Rock 'n' roll legends with common folk roots, Bob Dylan and Joni Mitchell are a pair music anthologies expect to be friends.

But all common-thread and musical-influence innuendo aside, it's refreshing to know they actually do seem to like each other.

"Bobby wrote this verse," Mitchell cooed halfway through her opening number "Tear Down Paradise and Put Up a Parking Lot" [sic]. And there he was, Bob Dylan - just standing and smiling. The always rebellious, often-sneering, formally [sic] hard-driving and hard-drugging Dylan just standing there and looking thrilled about asking Mitchell and the then-sleepy Palace crowd why anyone in the world would want to pave over eternal happiness.

Dylan's pleasure was already there, his amazing energetic display would come later.

With Mitchell's mellow and emotional mix of old and new complete, Dylan returned to the stage looking just as content but this time intent on having a good time.
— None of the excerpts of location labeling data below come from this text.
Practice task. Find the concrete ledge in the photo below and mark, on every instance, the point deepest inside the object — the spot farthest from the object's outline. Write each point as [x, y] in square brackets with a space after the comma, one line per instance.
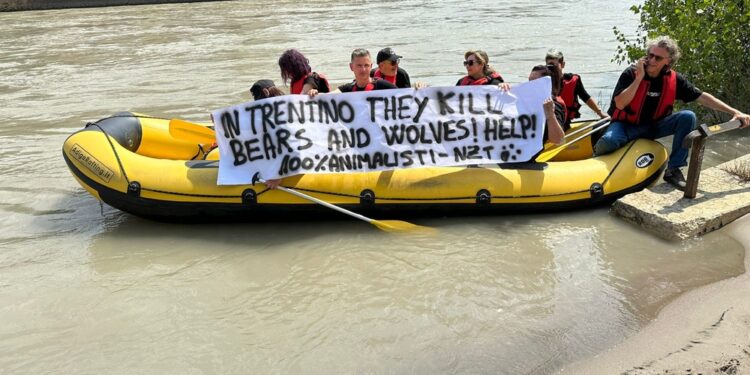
[662, 210]
[18, 5]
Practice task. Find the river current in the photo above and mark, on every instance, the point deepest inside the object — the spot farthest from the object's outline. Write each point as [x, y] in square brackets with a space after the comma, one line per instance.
[87, 289]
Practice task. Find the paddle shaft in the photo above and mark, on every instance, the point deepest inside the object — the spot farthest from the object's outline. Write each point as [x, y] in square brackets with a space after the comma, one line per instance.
[551, 153]
[586, 127]
[323, 203]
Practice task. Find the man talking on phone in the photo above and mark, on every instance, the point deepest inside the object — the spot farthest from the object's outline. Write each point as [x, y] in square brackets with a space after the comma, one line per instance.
[642, 105]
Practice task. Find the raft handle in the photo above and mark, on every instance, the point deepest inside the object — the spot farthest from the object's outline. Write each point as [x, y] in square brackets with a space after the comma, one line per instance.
[249, 197]
[134, 189]
[367, 197]
[484, 197]
[596, 190]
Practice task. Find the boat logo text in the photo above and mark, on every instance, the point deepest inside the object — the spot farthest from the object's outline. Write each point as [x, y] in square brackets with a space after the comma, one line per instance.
[90, 162]
[644, 160]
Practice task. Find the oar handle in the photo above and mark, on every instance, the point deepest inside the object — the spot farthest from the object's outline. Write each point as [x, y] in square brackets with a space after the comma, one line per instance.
[321, 202]
[600, 125]
[586, 127]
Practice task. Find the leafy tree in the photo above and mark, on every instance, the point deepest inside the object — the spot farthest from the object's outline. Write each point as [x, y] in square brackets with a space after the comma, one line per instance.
[715, 40]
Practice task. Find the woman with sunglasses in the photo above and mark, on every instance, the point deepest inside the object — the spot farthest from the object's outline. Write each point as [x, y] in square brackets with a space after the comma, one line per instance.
[478, 71]
[295, 68]
[554, 106]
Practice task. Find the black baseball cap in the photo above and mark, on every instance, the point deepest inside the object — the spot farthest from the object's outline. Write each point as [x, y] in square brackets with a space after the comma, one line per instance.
[258, 86]
[387, 54]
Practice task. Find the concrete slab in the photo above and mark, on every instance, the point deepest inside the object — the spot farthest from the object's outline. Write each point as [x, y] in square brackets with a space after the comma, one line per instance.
[721, 199]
The songs were virtually the same as in shows past, although the ever-live "Silvio" was nowhere to be found. As always, Dylan did an acoustic, extended-length "Tangled Up in Blue," and ended with "Highway 61." Even songs he's done a million times, however, sounded new and fresh. His harmonica, noticeably absent in recent years, was heard again and again as a dancing Dylan literally wailed on it with all his might. At one point in the melee the lights on stage dimmed to make Dylan's dancing body a shadow puppet against the Palace's unfriendly interior. At another, intense feed back from his guitar made the whole building shake and sent fans young enough to be his children into delirium.
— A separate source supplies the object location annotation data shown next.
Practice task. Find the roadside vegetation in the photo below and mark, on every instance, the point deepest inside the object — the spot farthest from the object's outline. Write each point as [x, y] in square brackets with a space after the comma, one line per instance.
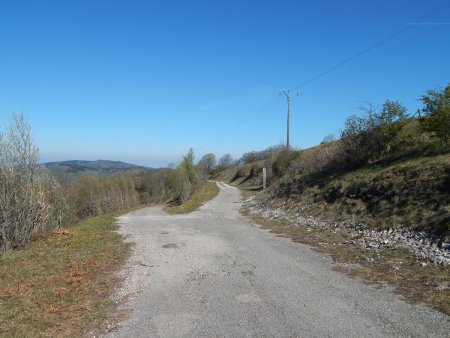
[388, 169]
[392, 266]
[206, 192]
[60, 285]
[58, 247]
Maybe it's that he's just happy to be touring with true friend Mitchell. Maybe he's thrilled the nation liked "Time Out of Mind" so much, but Dylan seems to have remember [sic] why he's been on the road for 30 years. His delight never wavered through his set and a six-song encore. He thanked everyone, told jokes an [sic] proved again that his live career will go on until he's ready to end it.